Uwaga! TVN: Od roku walczy, by sąd uznał to, kim jest. „Bezradność mnie dobija”

Uwaga! TVN: Od roku walczy, by sąd uznał to, kim jest. „Bezradność mnie dobija”

Kadr z programu Uwaga! TVN
Kadr z programu Uwaga! TVN Źródło:X-news/Uwaga
– Nie czułam żadnego związku z osobą, którą widziałam w lustrze – mówi Katarzyna, która od niemal roku walczy o to, by to kim jest, uznał też sąd i dał jej zgodę na zmianę dokumentów.
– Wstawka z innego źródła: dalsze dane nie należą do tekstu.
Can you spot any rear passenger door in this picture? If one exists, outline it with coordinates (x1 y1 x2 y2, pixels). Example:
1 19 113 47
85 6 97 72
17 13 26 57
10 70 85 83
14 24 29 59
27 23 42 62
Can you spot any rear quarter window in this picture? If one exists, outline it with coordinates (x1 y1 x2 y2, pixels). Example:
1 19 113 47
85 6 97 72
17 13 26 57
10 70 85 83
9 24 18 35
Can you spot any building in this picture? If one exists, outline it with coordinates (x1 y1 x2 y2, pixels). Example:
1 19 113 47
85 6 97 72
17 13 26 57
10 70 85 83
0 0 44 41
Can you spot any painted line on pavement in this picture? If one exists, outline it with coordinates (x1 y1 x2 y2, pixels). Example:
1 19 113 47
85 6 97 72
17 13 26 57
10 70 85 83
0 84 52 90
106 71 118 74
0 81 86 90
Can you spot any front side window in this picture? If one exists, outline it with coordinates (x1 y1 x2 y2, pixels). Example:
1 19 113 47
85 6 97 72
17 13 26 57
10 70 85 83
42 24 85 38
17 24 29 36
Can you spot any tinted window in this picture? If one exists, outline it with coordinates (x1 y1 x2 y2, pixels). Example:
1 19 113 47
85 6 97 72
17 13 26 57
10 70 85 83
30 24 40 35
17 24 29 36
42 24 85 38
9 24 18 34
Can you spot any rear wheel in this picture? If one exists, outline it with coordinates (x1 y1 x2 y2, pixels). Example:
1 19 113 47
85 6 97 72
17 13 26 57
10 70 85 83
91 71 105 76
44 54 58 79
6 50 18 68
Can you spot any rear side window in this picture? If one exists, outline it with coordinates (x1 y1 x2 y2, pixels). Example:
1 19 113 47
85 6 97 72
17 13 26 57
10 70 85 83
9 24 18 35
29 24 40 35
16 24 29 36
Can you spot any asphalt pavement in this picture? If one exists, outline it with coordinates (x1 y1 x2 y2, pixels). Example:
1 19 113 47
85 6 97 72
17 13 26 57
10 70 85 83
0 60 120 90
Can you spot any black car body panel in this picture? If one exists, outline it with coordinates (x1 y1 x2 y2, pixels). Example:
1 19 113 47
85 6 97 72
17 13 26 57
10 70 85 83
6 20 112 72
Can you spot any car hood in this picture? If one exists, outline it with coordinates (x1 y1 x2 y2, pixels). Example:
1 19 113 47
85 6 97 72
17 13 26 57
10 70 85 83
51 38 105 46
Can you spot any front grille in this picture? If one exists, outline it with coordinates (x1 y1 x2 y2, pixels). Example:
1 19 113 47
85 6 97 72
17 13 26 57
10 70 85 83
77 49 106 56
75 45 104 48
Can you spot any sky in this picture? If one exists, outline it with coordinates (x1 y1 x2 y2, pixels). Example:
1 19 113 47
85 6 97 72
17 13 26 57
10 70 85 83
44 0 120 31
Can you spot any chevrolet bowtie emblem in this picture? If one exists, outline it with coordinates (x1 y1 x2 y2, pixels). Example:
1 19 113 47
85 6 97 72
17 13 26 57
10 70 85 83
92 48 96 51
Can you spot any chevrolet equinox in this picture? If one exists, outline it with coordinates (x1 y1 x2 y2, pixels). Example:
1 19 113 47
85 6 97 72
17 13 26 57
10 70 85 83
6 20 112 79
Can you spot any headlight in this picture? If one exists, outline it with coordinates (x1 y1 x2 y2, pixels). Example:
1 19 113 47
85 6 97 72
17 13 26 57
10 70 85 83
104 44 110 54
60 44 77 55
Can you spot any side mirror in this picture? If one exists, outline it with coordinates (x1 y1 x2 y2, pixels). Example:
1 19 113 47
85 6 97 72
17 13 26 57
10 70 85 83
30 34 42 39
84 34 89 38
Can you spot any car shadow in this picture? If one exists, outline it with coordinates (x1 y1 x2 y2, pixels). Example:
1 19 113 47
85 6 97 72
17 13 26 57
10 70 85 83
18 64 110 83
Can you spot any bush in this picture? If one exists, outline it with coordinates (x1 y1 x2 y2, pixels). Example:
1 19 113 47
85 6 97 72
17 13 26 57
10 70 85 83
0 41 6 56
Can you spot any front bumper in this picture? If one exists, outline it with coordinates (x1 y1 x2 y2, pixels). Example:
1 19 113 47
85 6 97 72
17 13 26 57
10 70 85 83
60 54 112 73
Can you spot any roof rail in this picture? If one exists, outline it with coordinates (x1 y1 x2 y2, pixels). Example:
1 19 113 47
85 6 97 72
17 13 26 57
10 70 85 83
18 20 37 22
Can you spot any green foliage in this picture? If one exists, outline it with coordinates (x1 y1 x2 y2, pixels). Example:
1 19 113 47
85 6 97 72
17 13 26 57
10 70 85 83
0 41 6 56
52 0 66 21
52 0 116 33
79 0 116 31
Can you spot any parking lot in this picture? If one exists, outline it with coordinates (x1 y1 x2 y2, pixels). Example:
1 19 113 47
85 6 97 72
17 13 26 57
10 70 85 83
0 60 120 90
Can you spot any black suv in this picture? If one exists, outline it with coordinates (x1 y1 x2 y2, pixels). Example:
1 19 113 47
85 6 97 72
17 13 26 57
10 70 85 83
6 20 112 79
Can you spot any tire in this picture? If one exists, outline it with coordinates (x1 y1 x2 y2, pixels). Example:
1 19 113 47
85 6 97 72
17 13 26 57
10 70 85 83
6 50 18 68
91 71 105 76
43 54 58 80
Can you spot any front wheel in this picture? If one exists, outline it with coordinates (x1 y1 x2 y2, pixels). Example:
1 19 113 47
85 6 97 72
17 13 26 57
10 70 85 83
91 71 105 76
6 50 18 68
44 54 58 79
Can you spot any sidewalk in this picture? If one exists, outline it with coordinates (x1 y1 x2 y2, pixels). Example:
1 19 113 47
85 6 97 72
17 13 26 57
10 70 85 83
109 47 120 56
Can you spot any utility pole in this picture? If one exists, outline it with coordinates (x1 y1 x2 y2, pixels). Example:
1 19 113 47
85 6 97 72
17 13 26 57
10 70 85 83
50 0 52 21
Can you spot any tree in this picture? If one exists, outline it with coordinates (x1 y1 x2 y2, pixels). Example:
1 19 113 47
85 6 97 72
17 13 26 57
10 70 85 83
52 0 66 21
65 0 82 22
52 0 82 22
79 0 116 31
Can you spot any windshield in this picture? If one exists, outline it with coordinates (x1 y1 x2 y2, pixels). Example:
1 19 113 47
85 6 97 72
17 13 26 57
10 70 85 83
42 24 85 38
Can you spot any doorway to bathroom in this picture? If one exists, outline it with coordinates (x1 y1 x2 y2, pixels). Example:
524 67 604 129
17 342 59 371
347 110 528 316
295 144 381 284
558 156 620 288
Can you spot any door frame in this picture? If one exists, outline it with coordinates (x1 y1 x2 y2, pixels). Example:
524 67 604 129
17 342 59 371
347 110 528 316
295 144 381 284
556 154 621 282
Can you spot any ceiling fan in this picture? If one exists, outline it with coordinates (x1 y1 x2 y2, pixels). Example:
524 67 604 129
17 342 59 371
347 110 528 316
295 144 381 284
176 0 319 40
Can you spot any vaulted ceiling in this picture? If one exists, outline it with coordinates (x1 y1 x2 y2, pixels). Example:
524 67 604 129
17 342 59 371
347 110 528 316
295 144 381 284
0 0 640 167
Do redakcji programu Uwaga! TVN zgłosiła się z prośbą o interwencję i pokazanie tego, jak w takich sytuacjach cierpią osoby transpłciowe.

– Przeszłam dość długą i bolesną drogę. (…) To było bardzo dziwne doświadczenie, bo nie czułam jedności ze swoim ciałem. Nie czułam się sobą, nie czułam żadnego związku z osobą, którą widzę w lustrze. Tak było cały czas. Aż do tranzycji – opowiada Katarzyna, która dwa lata temu rozpoczęła proces tranzycji.

Najpierw były konsultacje ze specjalistami, potem diagnozy, praca psychologiczna i wreszcie terapia hormonalna. To wszystko sprawiło, że poczuła się sobą. – To jest biologia. To nie jest sytuacja, gdzie możemy dokonać wyboru – zaznacza seksuolog Aleksandra Rabacha, specjalistka od spraw tranzycji. I dodaje: – To jest najważniejsza sprawa dotycząca nas jako ludzi. Dzięki temu, że wyglądamy, jak wyglądamy i czujemy się zgodnie ze sobą, możemy szczęśliwie żyć.

„Moja bezradność mnie dobija”

Katarzyna walczy o to, by uregulować swoją sytuację prawnie. – Niedługo będzie rok, jak ta sprawa została zarejestrowana w systemie. Moja bezradność mnie dobija. Wykorzystałam wszystkie środki, żeby spróbować jakoś ruszyć tę sprawę do przodu – mówi.

Katarzyna do redakcji Uwagi! TVN zgłosiła się z prośbą o interwencję i pokazanie tego, jak w takich przypadkach cierpią osoby transpłciowe. – Ponad 20 lat żyłam w niezgodzie ze sobą, więc te uczucia gdzieś muszą się piętrzyć. Musi to w jakiś sposób coraz mocniej przytłaczać i mnie właśnie przytłacza coraz mocniej, ale napotykam też realne trudności – mówi.

– Czasem jestem postrzegana jako osoba, która posługuje się nie swoim dowodem. No bo osoba, która wygląda jak kobieta, brzmi jak kobieta, podaje dokument należący do osoby płci męskiej, o męskim imieniu – tłumaczy Katarzyna.

Brak ustawy ws. osób transpłciowych

W Polsce do dziś nie ma ustawy, która opisywałaby postępowanie w takich sytuacjach. Jeżeli osoba transpłciowa chce dopełnić formalności i dostać zgodę na zmianę dokumentów, może to zrobić tylko w jeden sposób. W procesie cywilnym pozwać swoich rodziców. Zwykle staje wtedy w sądzie naprzeciwko nich.

Półtora roku temu w tym samym sądzie w Poznaniu taką rozprawę przeszedł Florian. W swoim reportażu w TVN24 pokazał to Piotr Jacoń. W sprawie Floriana do dziś nie ma wyroku sądu. – Dla nas, dla osób transpłciowych, to ważne, żeby mieć dokumenty zgodne z naszą tożsamością, z naszym wyglądem, z naszym imieniem – przekonuje Florian.

Dla Floriana wspomnienie własnej rozprawy w sądzie w Poznaniu jest traumatyczne, dlatego doskonale rozumie, przez co przechodzi Katarzyna. – To jest kolejna sprawa w poznańskim sądzie i mam w głowie tylko myśl, że coś jest nie tak i to grubo nie tak – uważa Florian.